Include your salary expectation

I did it in the late evening and early in the morning it was already appearing in the website and I already received a bunch of applications. Checking one by one, I noted that most of the applications didn’t do the simple request, like usual.

How experienced people don’t realize this can show so much about them:

  1. You have no attention
  2. You ignored a simple request

Some times I think people don’t care about quality, they just want to send as much resumes as possible. For me and most of the companies is very simple, click delete.


26
ago 08

Hacking commercial wireless

Lately a number of blogs posted comments on a very old post, dated 2006 about how to hack a commercial wireless, goes like this:

“I continued to try a couple other things, like checking if they eventually forgot some ports like 21 (ftp) or 110 (pop3). But no, all of them were properly blocked. After a lot of unsuccesfull attempts, I had some intuition telling me to check how they handle pictures. Without any hope of success I typed http://www.google.com/.jpg into my browser’s adress bar, and to my big surprise I saw the page you see when you follow the link right now. The next thing I typed in was: http://www.google.com/?.jpg but that didn’t work. But I went on, and found that url’s like http://www.google.com/search?.jpg worked like a charm. I found that I could easily visit sites like slashdot, google, or even this weblog, when adding a ?.jpg at the end of the url. The next logical step was to automate that. I downloaded greasemonkey.xpi?.jpg (*g*) and wrote a 4 line js script that would add ?.jpg to every link in a document.

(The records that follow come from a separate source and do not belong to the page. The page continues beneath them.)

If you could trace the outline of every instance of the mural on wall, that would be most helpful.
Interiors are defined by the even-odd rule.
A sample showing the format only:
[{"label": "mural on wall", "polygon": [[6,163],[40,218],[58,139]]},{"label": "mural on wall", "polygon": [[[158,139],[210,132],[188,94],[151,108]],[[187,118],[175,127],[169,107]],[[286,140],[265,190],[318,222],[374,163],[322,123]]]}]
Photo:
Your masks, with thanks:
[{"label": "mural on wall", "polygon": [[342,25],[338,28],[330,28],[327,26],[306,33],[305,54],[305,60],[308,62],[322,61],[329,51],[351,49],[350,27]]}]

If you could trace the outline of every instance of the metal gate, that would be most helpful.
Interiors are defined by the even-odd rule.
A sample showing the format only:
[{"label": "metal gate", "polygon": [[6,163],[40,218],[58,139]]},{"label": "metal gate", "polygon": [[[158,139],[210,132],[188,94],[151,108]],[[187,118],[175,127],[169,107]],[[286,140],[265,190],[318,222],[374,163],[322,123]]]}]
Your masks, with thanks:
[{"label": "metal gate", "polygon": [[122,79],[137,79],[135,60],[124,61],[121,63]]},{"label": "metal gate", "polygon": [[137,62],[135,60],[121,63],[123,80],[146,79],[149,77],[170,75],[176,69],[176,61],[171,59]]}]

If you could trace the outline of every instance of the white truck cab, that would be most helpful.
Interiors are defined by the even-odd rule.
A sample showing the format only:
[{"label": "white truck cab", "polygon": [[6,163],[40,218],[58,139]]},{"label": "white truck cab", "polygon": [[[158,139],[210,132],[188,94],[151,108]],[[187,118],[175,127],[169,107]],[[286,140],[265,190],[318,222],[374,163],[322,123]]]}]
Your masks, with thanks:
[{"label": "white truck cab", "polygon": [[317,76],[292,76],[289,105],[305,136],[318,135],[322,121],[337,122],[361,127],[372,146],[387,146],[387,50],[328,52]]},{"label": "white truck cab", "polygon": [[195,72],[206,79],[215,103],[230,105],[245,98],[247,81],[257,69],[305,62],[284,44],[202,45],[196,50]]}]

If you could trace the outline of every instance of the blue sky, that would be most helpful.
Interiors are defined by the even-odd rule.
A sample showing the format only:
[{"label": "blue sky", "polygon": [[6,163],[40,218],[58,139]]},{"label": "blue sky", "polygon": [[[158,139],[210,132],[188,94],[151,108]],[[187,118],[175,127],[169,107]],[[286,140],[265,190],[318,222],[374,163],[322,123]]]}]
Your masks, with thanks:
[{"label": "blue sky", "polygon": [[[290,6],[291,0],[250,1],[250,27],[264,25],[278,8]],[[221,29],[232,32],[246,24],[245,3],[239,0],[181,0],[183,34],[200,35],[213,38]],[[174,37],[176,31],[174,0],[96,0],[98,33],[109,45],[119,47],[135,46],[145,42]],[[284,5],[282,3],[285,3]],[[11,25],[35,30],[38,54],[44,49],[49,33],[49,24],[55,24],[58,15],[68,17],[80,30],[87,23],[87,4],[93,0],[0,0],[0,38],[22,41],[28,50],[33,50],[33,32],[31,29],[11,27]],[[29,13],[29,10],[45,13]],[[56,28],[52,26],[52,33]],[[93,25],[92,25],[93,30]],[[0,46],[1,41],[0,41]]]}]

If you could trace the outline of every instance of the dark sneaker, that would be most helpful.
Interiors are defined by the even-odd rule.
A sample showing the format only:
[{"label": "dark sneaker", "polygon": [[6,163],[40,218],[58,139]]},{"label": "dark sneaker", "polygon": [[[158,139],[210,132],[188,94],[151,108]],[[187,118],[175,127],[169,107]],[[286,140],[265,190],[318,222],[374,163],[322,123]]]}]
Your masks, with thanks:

That way I was able to browse most sites without a hassle. Unfortunatly, I didn’t get to explore this vulnerbility much more, because I had to board the airplane, were I waited another 3 hours due to a mechanical failure – without wlan : /.”

What normally happens in a router with captive portal is, you have a firewall rule that redirects you to a local http server, this server gets a bunch of information about you, like ip address, mac address, url you tried to access and so on, then it displays a website so you can log in.

If this local web server or called application that redirects you is bugged, might help you get free access, but I really doubt this will work on any network, but I can’t talk about others, in Vex, this by far will not work.


25
ago 08

Canada blocks outgoing email

Few weeks ago I was in Vancouver for a few meetings, while in this company that produces routers, they told me that they also offer a mail service that can come within the router, making absolute non-sense for me, I asked:

Q: “why?”

A: “Most ISPs in Canada blocks port 25″

*sigh*

Q: “Why?”

A: “They think this way they will block spam”

*sigh*

It’s incredible how from time to time you can hear incredible ideas like this, how come no one ever realized that blocking port 25 would reduce spam, uh? Because of this fantastic solution this company has to provide an alternative way for their clients email to be delivered successfully, then I ask you:

How complicated is for a spammer to do the same?